Bears Return with a Bang

Market Digest: Bears Roared, Rally Awaited

Where the Market Stands

Summer’s escapade is over and the bear market has woken up with a bang. Yesterday, shore‑up positivity was wiped out as the U.S. market opened after Labor Day, and the squeeze continued throughout the trading day.

  • S&P 500 slid more than 2% – the worst decline since August.
  • Nasdaq 100 fell over 3% – the largest one‑day dip since July.
  • Nvidia tumbled 10% – a record single‑day market‑cap loss for an S&P stock.
  • Japan’s Nikkei fell 4%. Taiwan’s Taiex slid over 5%.

What Drove the Decline?

Data gave the market a subtle shove downwards.

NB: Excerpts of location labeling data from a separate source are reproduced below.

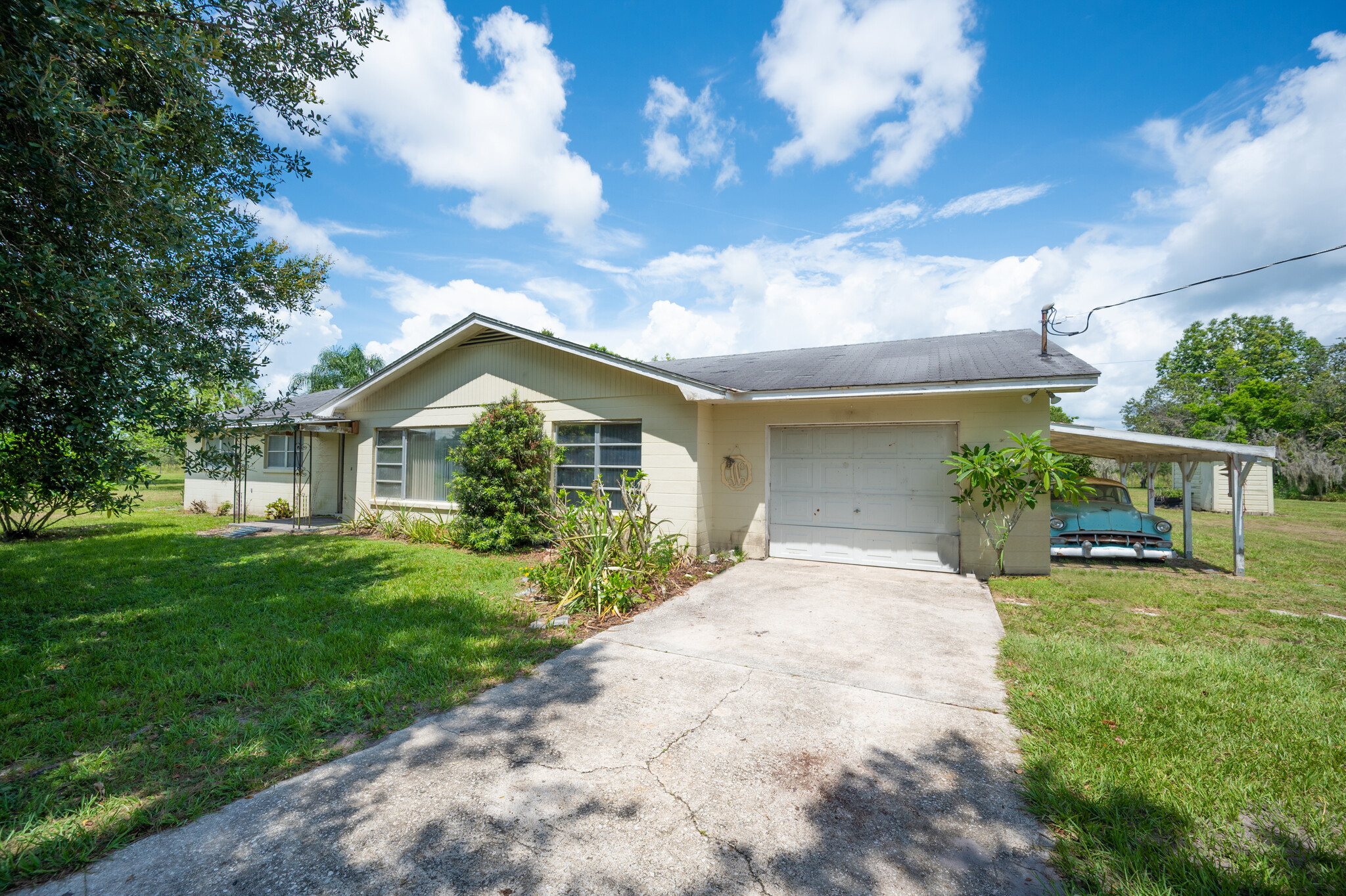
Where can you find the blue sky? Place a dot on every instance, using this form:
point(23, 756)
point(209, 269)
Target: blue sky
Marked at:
point(711, 178)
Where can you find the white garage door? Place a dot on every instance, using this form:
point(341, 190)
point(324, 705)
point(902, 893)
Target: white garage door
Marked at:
point(875, 495)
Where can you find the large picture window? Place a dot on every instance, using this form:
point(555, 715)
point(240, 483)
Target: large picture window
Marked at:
point(413, 463)
point(598, 451)
point(281, 453)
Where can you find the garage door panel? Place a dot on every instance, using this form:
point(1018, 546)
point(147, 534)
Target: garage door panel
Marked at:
point(836, 475)
point(879, 547)
point(875, 495)
point(877, 475)
point(800, 510)
point(836, 510)
point(879, 441)
point(792, 474)
point(931, 514)
point(895, 549)
point(836, 545)
point(925, 478)
point(837, 441)
point(881, 512)
point(793, 443)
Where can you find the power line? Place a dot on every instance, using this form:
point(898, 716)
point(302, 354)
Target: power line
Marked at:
point(1050, 311)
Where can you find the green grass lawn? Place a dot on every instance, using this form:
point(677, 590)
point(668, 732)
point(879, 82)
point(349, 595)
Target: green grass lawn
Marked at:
point(1180, 736)
point(149, 675)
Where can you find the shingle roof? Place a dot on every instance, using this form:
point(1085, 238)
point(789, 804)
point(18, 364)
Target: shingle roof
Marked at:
point(1011, 354)
point(307, 404)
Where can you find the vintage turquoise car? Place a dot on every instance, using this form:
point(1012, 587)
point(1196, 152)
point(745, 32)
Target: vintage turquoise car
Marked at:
point(1107, 525)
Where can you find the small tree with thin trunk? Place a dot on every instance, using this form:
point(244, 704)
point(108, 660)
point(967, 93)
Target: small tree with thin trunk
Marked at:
point(998, 486)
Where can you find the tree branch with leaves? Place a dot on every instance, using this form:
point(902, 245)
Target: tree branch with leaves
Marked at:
point(999, 486)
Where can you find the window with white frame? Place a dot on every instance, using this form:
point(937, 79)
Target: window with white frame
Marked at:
point(281, 451)
point(599, 451)
point(413, 463)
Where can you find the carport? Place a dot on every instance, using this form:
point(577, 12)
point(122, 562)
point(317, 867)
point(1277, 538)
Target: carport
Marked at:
point(1151, 450)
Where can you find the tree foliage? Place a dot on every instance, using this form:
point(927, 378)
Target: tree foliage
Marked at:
point(131, 272)
point(503, 483)
point(338, 368)
point(1253, 378)
point(998, 486)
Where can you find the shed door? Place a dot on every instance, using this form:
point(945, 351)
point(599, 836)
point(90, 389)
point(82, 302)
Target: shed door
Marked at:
point(874, 495)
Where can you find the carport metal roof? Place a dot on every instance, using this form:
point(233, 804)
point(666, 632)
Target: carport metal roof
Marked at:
point(1146, 447)
point(1150, 449)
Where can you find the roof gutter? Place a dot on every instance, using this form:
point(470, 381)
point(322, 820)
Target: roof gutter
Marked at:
point(691, 389)
point(1056, 384)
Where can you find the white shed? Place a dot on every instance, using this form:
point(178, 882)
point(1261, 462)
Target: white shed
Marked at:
point(1211, 489)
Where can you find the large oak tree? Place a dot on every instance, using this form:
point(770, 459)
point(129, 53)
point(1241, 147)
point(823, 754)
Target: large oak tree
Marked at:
point(135, 294)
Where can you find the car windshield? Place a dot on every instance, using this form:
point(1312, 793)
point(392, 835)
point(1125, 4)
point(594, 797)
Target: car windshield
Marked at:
point(1116, 494)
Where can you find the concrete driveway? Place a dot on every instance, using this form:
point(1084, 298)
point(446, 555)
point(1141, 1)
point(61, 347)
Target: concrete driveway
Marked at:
point(783, 728)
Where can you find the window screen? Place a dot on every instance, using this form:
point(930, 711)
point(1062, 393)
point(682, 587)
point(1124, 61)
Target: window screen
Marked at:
point(598, 451)
point(413, 463)
point(281, 453)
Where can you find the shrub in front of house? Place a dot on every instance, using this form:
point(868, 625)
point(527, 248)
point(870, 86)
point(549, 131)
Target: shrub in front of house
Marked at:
point(607, 558)
point(502, 486)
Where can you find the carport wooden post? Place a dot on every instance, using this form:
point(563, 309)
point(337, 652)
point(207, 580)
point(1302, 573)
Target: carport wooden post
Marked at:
point(1189, 470)
point(1239, 470)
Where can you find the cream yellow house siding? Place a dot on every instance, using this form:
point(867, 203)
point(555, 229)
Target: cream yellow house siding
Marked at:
point(266, 486)
point(450, 389)
point(739, 518)
point(1211, 489)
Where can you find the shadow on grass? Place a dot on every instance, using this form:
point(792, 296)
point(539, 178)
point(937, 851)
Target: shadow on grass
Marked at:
point(151, 679)
point(419, 815)
point(1126, 843)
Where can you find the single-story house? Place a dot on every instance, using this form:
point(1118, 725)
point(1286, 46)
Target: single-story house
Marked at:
point(827, 454)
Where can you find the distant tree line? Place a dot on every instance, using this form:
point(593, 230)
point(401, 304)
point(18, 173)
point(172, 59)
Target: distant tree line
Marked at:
point(1257, 380)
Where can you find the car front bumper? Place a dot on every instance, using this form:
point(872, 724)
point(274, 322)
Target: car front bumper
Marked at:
point(1139, 552)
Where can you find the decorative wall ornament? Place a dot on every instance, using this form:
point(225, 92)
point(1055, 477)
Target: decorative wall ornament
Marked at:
point(737, 472)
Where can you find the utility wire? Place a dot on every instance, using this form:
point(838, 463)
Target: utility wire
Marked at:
point(1052, 311)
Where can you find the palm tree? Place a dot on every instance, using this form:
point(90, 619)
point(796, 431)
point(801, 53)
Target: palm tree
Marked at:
point(338, 368)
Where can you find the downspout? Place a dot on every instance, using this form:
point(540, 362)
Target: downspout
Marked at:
point(341, 472)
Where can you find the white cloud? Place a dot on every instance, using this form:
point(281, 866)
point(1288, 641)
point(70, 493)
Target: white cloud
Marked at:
point(279, 221)
point(980, 204)
point(578, 299)
point(501, 142)
point(682, 332)
point(306, 337)
point(883, 215)
point(432, 310)
point(707, 133)
point(895, 73)
point(598, 264)
point(1260, 189)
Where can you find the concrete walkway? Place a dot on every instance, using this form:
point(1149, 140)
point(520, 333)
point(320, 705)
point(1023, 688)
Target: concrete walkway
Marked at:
point(783, 728)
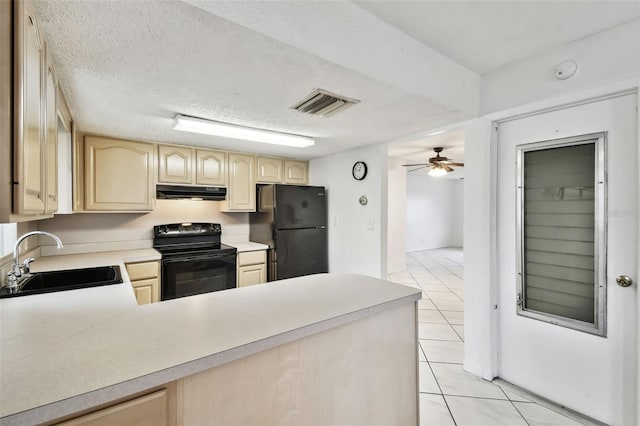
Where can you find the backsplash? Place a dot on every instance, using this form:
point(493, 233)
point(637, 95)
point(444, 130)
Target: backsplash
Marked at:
point(84, 232)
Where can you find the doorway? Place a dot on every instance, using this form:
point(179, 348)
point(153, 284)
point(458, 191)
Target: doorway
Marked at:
point(588, 369)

The ISM Manufacturing PMI was 47.2, just below the expected 47.5, but it marked the first month‑over‑month rise since March. Heavy‑metal pricing climbed, and new orders hit their lowest since last May – not enough to justify a 2% wall‑street wobble, yet enough to make traders nervous about any future downside surprises.

Crude, Currency and Bonds: The Full Spectrum

  • Oil was a double‑drop: Brent and WTI fell around 5%, with WTI minus $70/barrel – a record slump since last October.
  • In the FX playbook, the USD and JPY bought the safe haven bob, while higher‑beta G10s like AUD, NZD, NOK and GBP ran into stiff headwinds.
  • U.S. Treasuries saw demand spike, especially on the longer end, but new corporate issues – a record day of IG bond sales – kept gains in check.

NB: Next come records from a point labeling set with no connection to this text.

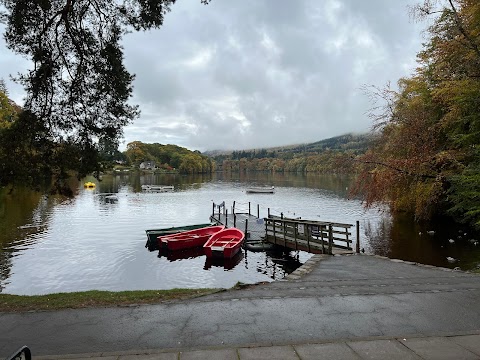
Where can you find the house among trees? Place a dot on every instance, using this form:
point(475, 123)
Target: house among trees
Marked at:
point(147, 165)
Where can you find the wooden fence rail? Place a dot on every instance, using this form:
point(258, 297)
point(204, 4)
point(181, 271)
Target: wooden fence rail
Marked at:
point(312, 236)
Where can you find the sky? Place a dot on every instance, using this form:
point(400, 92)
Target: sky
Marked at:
point(244, 74)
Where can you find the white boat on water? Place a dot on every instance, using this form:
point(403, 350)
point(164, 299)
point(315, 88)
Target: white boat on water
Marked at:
point(158, 188)
point(261, 190)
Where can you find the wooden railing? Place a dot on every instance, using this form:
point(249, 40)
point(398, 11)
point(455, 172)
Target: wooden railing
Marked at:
point(312, 236)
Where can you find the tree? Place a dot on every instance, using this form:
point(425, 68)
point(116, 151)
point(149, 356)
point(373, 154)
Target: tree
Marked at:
point(426, 156)
point(78, 86)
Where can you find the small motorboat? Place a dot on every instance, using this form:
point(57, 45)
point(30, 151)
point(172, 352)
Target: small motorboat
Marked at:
point(153, 234)
point(158, 188)
point(188, 239)
point(261, 190)
point(225, 243)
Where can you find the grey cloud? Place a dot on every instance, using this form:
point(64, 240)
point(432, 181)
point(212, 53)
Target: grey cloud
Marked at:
point(258, 73)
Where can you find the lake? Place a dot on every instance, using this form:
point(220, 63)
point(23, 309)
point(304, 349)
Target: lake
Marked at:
point(52, 244)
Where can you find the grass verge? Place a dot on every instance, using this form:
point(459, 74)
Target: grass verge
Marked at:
point(94, 298)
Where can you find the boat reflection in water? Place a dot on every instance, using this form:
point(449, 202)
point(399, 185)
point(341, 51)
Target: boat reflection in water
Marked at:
point(227, 263)
point(181, 254)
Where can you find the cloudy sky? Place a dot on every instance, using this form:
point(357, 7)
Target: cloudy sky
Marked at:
point(242, 74)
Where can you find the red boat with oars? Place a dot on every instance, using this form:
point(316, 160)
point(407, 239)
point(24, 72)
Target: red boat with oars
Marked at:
point(225, 243)
point(188, 239)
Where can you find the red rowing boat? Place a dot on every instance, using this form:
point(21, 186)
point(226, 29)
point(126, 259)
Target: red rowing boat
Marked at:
point(188, 239)
point(225, 243)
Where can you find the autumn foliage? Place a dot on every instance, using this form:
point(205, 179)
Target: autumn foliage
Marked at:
point(426, 158)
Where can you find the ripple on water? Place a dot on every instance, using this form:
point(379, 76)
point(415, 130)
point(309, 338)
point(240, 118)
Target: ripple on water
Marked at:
point(87, 243)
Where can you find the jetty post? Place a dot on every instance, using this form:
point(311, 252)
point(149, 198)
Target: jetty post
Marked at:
point(357, 249)
point(330, 239)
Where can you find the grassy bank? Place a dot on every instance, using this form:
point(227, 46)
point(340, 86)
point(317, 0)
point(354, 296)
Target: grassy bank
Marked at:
point(94, 298)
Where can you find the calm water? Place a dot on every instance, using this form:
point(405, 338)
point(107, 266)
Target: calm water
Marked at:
point(50, 244)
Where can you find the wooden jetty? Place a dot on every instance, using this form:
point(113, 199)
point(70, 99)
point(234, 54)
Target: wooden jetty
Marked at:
point(320, 237)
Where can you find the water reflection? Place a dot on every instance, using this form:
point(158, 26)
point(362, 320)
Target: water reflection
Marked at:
point(96, 240)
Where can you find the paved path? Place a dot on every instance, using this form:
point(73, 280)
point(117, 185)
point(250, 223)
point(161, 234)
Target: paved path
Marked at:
point(330, 298)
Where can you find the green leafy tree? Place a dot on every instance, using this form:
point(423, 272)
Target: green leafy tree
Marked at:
point(78, 86)
point(426, 159)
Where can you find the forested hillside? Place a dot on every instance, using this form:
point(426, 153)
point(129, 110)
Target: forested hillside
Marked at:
point(333, 155)
point(169, 157)
point(427, 160)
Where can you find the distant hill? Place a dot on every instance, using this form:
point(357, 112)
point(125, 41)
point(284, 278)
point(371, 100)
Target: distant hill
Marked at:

The dip is a buying opportunity in the long haul, as the path of least resistance still heads up. Economic and earnings growth remain healthy, and the Fed’s “put” provides cushion. Dips, in my view, remain medium‑run buying chances – but “Mr Market” definitely gives us a better angle for 2024’s final stretch.

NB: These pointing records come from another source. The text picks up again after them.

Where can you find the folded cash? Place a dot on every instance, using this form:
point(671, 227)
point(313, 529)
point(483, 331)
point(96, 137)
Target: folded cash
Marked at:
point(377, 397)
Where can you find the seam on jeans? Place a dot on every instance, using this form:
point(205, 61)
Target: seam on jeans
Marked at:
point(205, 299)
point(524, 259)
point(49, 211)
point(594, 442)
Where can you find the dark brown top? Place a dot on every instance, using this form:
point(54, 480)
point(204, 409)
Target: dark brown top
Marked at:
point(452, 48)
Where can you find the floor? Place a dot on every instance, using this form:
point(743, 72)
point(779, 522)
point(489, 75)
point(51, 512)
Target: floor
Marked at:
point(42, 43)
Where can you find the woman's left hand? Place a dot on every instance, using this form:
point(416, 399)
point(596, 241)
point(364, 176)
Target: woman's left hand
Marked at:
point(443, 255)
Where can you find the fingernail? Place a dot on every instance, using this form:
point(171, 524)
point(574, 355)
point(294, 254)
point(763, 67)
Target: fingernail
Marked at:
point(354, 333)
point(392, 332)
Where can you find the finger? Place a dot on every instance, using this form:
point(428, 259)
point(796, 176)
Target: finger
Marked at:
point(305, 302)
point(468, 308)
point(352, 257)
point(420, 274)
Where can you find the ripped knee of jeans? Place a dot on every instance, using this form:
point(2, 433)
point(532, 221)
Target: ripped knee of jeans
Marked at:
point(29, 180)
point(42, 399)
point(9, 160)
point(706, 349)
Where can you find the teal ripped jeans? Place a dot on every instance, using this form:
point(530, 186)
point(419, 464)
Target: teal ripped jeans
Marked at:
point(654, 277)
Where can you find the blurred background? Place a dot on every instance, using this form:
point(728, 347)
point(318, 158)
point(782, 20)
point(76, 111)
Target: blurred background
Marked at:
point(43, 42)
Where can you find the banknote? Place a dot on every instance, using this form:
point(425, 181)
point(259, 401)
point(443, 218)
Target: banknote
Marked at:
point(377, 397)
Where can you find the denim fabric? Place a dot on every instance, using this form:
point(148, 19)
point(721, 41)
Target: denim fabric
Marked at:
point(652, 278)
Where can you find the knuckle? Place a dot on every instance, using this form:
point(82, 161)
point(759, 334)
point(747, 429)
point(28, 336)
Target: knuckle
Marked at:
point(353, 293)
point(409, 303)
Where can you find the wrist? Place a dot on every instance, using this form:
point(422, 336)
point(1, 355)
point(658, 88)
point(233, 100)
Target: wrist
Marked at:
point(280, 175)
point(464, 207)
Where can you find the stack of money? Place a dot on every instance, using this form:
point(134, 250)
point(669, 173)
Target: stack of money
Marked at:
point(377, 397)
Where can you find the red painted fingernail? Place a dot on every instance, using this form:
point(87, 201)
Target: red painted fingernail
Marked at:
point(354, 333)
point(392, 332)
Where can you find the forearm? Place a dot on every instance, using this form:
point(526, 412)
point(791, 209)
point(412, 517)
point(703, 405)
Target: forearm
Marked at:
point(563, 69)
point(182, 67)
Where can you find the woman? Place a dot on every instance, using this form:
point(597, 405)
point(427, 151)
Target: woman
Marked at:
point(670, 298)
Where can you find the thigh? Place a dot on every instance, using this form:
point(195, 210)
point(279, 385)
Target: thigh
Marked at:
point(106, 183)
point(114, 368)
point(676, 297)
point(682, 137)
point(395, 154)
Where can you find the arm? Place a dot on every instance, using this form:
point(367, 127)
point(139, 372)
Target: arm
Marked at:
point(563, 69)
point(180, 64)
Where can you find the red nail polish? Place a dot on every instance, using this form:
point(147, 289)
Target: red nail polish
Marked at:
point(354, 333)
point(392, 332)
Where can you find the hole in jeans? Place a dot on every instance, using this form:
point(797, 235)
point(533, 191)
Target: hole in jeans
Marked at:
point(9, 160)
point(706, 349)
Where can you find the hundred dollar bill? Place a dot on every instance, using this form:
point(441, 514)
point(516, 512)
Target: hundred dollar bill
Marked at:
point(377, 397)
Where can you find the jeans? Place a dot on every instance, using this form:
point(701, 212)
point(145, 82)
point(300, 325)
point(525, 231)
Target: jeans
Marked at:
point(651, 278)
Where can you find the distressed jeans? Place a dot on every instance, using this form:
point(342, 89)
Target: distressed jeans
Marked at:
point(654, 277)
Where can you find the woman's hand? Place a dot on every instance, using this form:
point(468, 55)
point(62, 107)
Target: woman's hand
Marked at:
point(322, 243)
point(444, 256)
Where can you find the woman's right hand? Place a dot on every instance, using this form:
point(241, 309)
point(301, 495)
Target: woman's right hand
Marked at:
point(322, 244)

What’s Ahead – A Calendar of Pain

Expect the U.S. market to focus heavily on next week’s data:

  • JOLTS Job Openings: The July reading is expected to dip to 8.1 M from 8.184 M, tightening after the Fed’s Beige Book release.
  • Factory orders and the Fed Beige Book will also hit the feeds.
  • The Bank of Canada is scheduled to announce policy with a possible 25 bp cut – only the third in a row – and may further cut in October/December.
  • Eurozone and UK PMIs (services & composite) are due, but they’re unlikely to move the needle dramatically.

All eyes on whether the labor market continues to soften—and how that impacts policy expectations. In short: keep an eye on surprises; the quiet markets are still fragile after yesterday’s fall.